首都クリスタルへのモンゴール軍の奇襲により、中原の歴史ある国パロは滅亡の危機に瀕していた。国王、王妃までもがモンゴール兵により殺害される中、太古よりパロ王家に伝わる古代機械(物質転送装置)により、友邦国アルゴスへ移送される筈だったパロの王太子レムスとその双子の姉リンダはモンゴール辺境のルードの森へと転送されてしまう。
身を守る術とてないレムスとリンダをついにモンゴール軍の小隊が発見し、2人は絶体絶命の危機に追いつめられる。しかしその時、突如として現われた豹頭人身の異形の超戦士が小隊を全滅させ、双子は難を逃れる。自分自身の名と「アウラ」「ランドック」という2語を除き、全ての記憶を失っていたこの豹頭の男グインの登場から世界は少しずつ動き出す。
−wikipediaの「グイン・サーガ」の項より内容を一部加筆・削除して引用。

原作は栗本 薫さんの同名タイトルの小説で早川書房より文庫が正伝・外伝合わせて150巻近くが発表されている未完のファンタジー小説です。姉がハマっていたこのお話に一緒になってハマり、愛読していたのは中学の頃。その後受験などに追われ、適当に話が区切れた所で読むのをやめてしまったのですが、若林監督をはじめとするそうそうたるスタッフが集結してアニメ化、と聞けば観ない訳にはいきません。
ということで、感想は以下から。

あっと、その前に。アニメ版公式サイトはコチラ→ http://www.guinsaga.net/index.html です。

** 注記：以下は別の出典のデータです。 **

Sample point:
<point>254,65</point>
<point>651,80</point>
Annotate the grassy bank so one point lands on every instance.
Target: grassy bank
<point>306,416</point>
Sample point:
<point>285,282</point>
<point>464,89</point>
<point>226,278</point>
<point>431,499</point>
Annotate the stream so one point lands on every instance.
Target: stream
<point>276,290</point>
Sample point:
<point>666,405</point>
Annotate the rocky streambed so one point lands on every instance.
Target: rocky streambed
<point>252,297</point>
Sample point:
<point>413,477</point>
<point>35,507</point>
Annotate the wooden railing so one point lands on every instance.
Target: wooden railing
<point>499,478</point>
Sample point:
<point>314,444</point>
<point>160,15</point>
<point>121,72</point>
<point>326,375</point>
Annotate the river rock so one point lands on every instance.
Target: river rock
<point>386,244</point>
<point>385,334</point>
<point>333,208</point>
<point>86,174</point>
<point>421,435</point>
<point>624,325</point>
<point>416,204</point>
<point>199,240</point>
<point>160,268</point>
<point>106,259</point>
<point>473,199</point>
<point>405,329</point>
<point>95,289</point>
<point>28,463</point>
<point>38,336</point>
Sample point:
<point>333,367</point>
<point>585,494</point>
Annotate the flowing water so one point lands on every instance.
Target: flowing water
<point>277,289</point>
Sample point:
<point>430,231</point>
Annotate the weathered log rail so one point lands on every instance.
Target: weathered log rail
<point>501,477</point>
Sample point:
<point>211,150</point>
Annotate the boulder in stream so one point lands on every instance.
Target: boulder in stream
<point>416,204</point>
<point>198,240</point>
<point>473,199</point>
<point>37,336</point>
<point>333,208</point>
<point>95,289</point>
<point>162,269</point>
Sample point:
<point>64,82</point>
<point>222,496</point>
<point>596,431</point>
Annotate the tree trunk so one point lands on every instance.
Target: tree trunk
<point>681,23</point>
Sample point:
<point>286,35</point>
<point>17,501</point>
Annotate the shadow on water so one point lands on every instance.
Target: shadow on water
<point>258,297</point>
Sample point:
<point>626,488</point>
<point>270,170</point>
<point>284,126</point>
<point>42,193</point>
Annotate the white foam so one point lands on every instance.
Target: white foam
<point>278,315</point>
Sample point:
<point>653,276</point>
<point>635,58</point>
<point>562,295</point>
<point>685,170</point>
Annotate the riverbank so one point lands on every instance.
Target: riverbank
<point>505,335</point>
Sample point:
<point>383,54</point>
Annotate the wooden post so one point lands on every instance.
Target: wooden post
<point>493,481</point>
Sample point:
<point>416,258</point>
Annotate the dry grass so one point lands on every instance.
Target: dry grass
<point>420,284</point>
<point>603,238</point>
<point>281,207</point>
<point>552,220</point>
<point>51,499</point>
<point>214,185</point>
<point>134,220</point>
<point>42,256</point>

えーっと、まず、「愛読していた」と書きましたが、アニメ版を観始めたら話をほとんど覚えていない事が発覚。がーん。しかしながら、こんなうろ覚えエセ読者や全然作品を知らないダンナでもスッとその世界に入って行けるわかりやすい作品に仕上がってました。

1回の放送枠の中で起承転結をきっちり提示しつつ「連載」としての起承転結(伏線張りとその解決)もきちんと提示する丁寧な脚本とその見せ方は素晴らしかったと思います。
大きな流れはパロの二粒の真珠(リンダとレムス)がパロに帰還するまでの道のり、ということから様々な民族や国(もちろんキャラクターも)が登場しますが、それらの違いは服装や建造物、風景などできちんと紹介されています。個人的には、この部分の考証はかなり大変だったのではないか、そして作画まで一切手抜きナシだったのではないかと思い感動しました。

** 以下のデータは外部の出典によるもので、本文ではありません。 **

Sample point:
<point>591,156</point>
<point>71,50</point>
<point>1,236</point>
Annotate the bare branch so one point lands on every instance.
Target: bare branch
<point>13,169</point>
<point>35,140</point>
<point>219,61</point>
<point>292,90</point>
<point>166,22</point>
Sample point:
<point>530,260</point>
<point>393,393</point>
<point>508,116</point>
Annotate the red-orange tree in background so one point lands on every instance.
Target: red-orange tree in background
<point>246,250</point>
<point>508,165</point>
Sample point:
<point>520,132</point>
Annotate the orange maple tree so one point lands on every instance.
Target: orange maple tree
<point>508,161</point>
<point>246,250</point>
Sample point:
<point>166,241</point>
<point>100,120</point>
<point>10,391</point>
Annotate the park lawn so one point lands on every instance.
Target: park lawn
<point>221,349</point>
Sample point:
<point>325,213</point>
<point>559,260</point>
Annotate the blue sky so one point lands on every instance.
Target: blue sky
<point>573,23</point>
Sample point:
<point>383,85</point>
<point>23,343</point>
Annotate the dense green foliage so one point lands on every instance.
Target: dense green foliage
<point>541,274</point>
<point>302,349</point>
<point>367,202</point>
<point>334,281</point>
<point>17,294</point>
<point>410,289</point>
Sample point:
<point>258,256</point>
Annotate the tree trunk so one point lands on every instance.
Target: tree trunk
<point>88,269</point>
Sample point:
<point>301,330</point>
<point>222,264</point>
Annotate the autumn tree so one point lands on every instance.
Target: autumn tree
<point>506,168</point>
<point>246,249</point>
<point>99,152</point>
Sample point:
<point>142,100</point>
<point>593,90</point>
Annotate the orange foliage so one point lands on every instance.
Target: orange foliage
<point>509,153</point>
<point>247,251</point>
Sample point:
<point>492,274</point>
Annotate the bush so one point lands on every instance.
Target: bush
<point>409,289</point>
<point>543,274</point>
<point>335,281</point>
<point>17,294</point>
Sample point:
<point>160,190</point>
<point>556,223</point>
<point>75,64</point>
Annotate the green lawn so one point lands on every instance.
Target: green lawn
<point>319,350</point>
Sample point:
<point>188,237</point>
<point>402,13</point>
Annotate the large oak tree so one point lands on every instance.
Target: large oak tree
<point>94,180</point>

「ヤーンの長い二枚舌にかけて」「ヤヌスの黄ばんだ髭にかけて」など、普通だったら本筋に関係ないからと削除されてしまうかもしれない面倒な台詞もきちんと残っているし、また、現実では絶対言わないであろうこれらの台詞をごく自然に話す声優さん達の演技も素晴らしかったと思います。
そして、誰もが感動するであろう植松さんの音楽!力強くて美しい!!

原作をきちんと読まれている真の愛読者さんにとっては不満点は多々あるかと思います。けれども、「小説はちょっと……」「巻数多いし……」という理由で原作を敬遠している方に対する作品の紹介、興味の喚起、これを観て気に入ったら原作を手にとってほしい、というスタッフさんの切なる願いと、原作に対する大いなるリスペクトはひしひしと伝わりました。丁寧に作り込まれた良作だと思います。

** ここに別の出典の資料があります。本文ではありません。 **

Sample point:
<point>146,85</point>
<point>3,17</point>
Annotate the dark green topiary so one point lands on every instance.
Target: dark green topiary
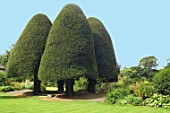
<point>69,50</point>
<point>26,55</point>
<point>105,56</point>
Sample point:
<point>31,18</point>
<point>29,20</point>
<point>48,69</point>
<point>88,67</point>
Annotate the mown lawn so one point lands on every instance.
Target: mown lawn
<point>9,104</point>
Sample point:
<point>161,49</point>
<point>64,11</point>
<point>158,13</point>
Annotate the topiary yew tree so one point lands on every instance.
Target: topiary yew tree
<point>105,56</point>
<point>69,51</point>
<point>26,55</point>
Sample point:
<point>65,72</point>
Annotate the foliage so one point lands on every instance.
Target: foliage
<point>4,58</point>
<point>17,85</point>
<point>3,79</point>
<point>143,89</point>
<point>138,72</point>
<point>136,101</point>
<point>168,63</point>
<point>105,56</point>
<point>114,96</point>
<point>81,84</point>
<point>69,51</point>
<point>158,100</point>
<point>26,54</point>
<point>6,88</point>
<point>148,62</point>
<point>10,104</point>
<point>161,81</point>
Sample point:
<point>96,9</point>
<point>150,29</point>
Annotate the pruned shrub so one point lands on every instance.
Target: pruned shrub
<point>161,81</point>
<point>6,88</point>
<point>104,52</point>
<point>81,84</point>
<point>158,100</point>
<point>113,96</point>
<point>133,100</point>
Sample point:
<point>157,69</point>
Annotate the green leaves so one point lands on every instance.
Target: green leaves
<point>69,51</point>
<point>26,55</point>
<point>105,56</point>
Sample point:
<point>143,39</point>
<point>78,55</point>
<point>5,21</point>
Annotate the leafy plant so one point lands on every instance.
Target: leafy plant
<point>136,101</point>
<point>158,100</point>
<point>6,88</point>
<point>112,97</point>
<point>161,81</point>
<point>81,84</point>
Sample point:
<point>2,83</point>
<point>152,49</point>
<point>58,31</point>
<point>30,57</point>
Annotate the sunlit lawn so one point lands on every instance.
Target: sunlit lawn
<point>9,104</point>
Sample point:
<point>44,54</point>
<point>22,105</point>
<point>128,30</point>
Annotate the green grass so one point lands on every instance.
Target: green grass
<point>9,104</point>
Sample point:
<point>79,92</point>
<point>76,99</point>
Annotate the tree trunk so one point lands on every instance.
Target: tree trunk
<point>91,85</point>
<point>37,84</point>
<point>69,87</point>
<point>60,84</point>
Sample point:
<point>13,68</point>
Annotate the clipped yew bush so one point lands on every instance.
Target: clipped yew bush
<point>26,55</point>
<point>105,56</point>
<point>69,51</point>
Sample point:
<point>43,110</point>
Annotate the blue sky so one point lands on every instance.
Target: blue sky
<point>138,28</point>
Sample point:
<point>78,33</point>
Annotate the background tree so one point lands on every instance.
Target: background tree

そんなアニメ版『グイン・サーガ』の紹介映像がコチラ↓


因みに、監督の若林さんはアニメ版『NARUTO』では動画担当としてもの凄い映像作品を仕上げていた方と記憶しています。記憶違いでなければ、確かコレ↓がその一例です。
http://www.youtube.com/watch?v=Q17OTH0nIQQ
※映像のみ、音なしの映像です。
人間の動きを忠実に表現したこちらのアニメーション映像と比較すると「デフォルメによる動きの表現」の豊かさを感じられるかもです。

最後にどうでも良いことをふたつ。あきらの『グイン・サーガ』内の好きキャラはグインとスカールさまです。でもって、イシュトバーンの「やれやれだぜ」はウチの流行語となりました。